Doch wie misst man das Risiko? Als Risikomaß durchgesetzt hat sich zum Beispiel die „Sharpe Ratio“. Diese Kennzahl setzt die Rendite (vermindert um den risikofreien Zins) in Relation zur Volatilität, also der Schwankung der Wertentwicklung. Dies mag für Aktieninvestments noch recht plausibel sein. Für viele vermögensverwaltend gemanagte Fonds oder Depots bringt die Sharpe Ratio jedoch keine vernünftigen Ergebnisse. Hier muss man nämlich sinnvollerweise zwischen der Volatilität in steigenden oder fallenden Märkten differenzieren. Vielfach wird deshalb der maximale Rückgang („Maximum Drawdown“) als das bessere Risikomaß angesehen. Vor allem vermeidet dies auch die Diskussion, was denn eigentlich „die Märkte“ überhaupt sind. Tatsächlich orientieren wir uns nämlich bei der Beurteilung steigender oder fallender Märkte meist nur an den Aktienmärkten. Aber selbst hier stellt sich die Frage, ob der Anleger nicht lieber die 25 Prozent Performance wählt, wenn er diese mit einem deutlich geringeren Maximum Drawdown als die 30 Prozent der Indexentwicklung realisieren kann.
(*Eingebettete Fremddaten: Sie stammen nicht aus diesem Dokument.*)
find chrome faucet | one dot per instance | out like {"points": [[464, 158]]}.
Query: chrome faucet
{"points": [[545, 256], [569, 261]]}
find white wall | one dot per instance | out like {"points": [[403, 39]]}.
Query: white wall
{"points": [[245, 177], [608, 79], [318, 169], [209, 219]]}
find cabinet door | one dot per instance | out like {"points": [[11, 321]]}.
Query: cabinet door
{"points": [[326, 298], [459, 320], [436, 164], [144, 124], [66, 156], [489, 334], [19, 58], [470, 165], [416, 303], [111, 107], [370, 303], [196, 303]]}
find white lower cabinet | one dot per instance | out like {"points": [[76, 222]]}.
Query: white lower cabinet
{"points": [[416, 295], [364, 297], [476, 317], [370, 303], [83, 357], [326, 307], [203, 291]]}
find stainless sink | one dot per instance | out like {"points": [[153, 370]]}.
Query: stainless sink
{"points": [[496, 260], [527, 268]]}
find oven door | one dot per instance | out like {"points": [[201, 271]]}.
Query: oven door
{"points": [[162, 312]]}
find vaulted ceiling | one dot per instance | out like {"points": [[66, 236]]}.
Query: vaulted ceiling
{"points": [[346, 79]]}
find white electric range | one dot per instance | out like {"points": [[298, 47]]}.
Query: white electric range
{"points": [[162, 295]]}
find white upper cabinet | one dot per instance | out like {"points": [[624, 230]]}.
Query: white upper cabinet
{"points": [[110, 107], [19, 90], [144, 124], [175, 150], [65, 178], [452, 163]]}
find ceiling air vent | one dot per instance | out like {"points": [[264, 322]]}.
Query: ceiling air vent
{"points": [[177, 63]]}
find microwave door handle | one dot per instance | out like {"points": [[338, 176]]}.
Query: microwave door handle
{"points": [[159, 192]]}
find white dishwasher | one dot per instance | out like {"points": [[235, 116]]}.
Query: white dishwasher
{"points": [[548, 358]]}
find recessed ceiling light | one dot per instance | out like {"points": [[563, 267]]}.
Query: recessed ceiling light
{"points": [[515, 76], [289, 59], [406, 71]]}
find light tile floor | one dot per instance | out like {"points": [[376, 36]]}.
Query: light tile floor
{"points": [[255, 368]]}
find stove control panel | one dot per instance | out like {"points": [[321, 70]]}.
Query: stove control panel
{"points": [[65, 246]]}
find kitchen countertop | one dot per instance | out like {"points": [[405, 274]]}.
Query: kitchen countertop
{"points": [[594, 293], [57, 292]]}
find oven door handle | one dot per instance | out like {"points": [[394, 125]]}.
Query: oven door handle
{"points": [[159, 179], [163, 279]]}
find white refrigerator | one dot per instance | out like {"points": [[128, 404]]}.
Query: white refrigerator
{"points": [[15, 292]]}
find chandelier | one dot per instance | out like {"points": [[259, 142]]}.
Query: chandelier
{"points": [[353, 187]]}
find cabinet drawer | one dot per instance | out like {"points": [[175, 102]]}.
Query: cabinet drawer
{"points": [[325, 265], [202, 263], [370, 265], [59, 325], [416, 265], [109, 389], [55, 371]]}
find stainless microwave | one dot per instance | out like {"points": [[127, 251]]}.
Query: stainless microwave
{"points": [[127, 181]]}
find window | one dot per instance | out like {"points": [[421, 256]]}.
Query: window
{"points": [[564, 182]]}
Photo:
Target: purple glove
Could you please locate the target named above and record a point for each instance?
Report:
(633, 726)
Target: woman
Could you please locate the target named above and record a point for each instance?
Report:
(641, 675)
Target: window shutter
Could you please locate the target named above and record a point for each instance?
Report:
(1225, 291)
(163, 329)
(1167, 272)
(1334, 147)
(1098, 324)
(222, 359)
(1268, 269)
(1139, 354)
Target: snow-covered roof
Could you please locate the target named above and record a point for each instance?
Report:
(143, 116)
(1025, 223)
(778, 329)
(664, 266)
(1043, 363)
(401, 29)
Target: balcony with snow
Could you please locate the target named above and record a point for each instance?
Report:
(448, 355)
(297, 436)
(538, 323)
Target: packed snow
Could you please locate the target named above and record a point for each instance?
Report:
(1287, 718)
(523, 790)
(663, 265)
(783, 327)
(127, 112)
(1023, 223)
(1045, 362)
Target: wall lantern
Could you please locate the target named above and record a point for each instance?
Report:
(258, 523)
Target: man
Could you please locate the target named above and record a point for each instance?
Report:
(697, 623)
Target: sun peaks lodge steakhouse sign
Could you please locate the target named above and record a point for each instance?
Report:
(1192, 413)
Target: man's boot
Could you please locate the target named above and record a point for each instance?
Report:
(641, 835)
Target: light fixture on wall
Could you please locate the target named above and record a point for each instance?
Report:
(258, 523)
Niemand wird ernsthaft annehmen, dass deutsche Anleger eine Billion Euro auf Giro-, Tages- und Festgeldkonten angelegt haben, weil sie die Geldmarktrendite attraktiver als die Aktienmarktrendite finden. Nein, sie haben schlicht und ergreifend Angst vor Verlusten. Die Aussicht, dass diese nur temporärer Natur – und deshalb erträglich – sind, hilft über diese Verlustangst nicht hinweg. Da hilft auch keine Aufklärung, denn man müsste dem Anleger auch darstellen, dass der Höchststand des Weltaktienindex vom Sommer des Jahres 2000 nach zwischenzeitlichem Verlust von immerhin 60 Prozent erst nach gut 14 Jahren wieder erreicht werden konnte. Mancher hat nicht so viel Zeit, andere wollen nicht 14 Jahre lang schlecht schlafen. Also sind sie bestenfalls für eine an ihrer Risikobereitschaft ausgerichtete vermögensverwaltende Anlage zu begeistern. Ob die Ertragsaussicht mit einer wie auch immer definierten Marktrendite korrespondiert, interessiert den Anleger dabei überhaupt nicht.
Ein Beispiel: Für defensive Anleger wird häufig ein Mix von 70 Prozent Anleihen und 30 Prozent Aktien empfohlen. Bilden wir dieses durch den deutschen Anleihen-Index REX P sowie den deutschen Aktien-Index DAX ab, so ergab sich in der Finanzkrise ein maximaler Verlust von 7,85 Prozent. Dies entsprach 16 Prozent des maximalen DAX-Verlustes, der 54,60 Prozent betrug. Jüngst verlor das 70/30-Depot innerhalb der acht Wochen vom 13.04. bis zum 10.06.2015 sage und schreibe 5,14 Prozent. Dies waren immerhin 46 Prozent des DAX-Verlustes in diesem Zeitraum. Ausschlaggebend hierfür waren die parallelen Verluste bei Aktien und Anleihen – ein Phänomen, mit dem künftig häufiger gerechnet werden muss. Ob Anleger derartige Marktrenditen wirklich wollen? Natürlich nicht, denn bei einer Aktien-Baisse könnte dies leicht auch einen Verlust von 20 Prozent und mehr einbringen. Defensive Anleger halten dies nicht aus. Sie wollen keine Marktrendite sondern eine risikoadjustierte Entwicklung.